Many of my legal colleagues were no better. “Rather you than me” or “Are you mad?” they’d say. I began to believe them, especially when, during a day’s work experience in a local school, one member of the staffroom “escape committee” looked over his glasses at me and said, a la Anne Robinson, “I thought solicitors were supposed to be intelligent”.

So I was understandably nervous on arrival at my first placement, at Lord Williams’s school in Thame. But I needn’t have been. Within a few minutes of arriving, most of my concerns had been assuaged. Lord Williams’s has training school status, and apart from me there are 14 other “interns”, one on the graduate teacher programme. There is a programme of professional development, which is jointly run with Oxford University’s educational studies department and which incorporates after-school seminars every Wednesday on topics that trainees worry about, such as practical classroom management and contact with parents. There is also a programme on special needs education delivered by the school’s inclusion unit.
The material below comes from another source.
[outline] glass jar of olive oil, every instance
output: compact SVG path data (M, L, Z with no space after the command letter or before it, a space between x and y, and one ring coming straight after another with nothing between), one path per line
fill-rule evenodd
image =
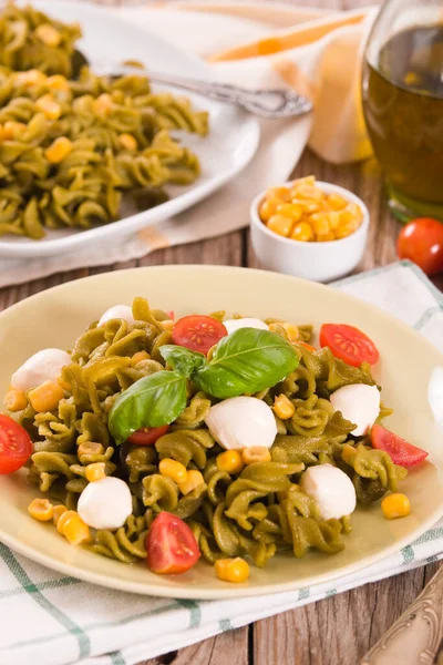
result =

Staff are very welcoming, the school is very well run and well resourced and the children are friendly and polite (well, most of them). My mentor is excellent. The school has a mentor training scheme, which results in approachable, professional, enthusiastic and positive mentors. She is easing my teaching partner and me into it fairly gently - our first teaching task is next week. We are to teach half a lesson on “opposition to the invention of vaccination in the 19th century” to a mixed ability class of Year 10s, whom we have already met and who seem nice enough. I know that if we have any problems, the school will provide support.

Somewhere along the line, I am sure that my naive enthusiasm will be dented. I bet that there’ll be times during the next academic year when an 80-page commercial agreement on a posh desk in a very clean, very warm and very quiet office environment will seem like an inviting thought. But at the moment, I am looking forward to grossing out Year 10 next week with some gruesome pictures of smallpox that I’ve just found on the Internet.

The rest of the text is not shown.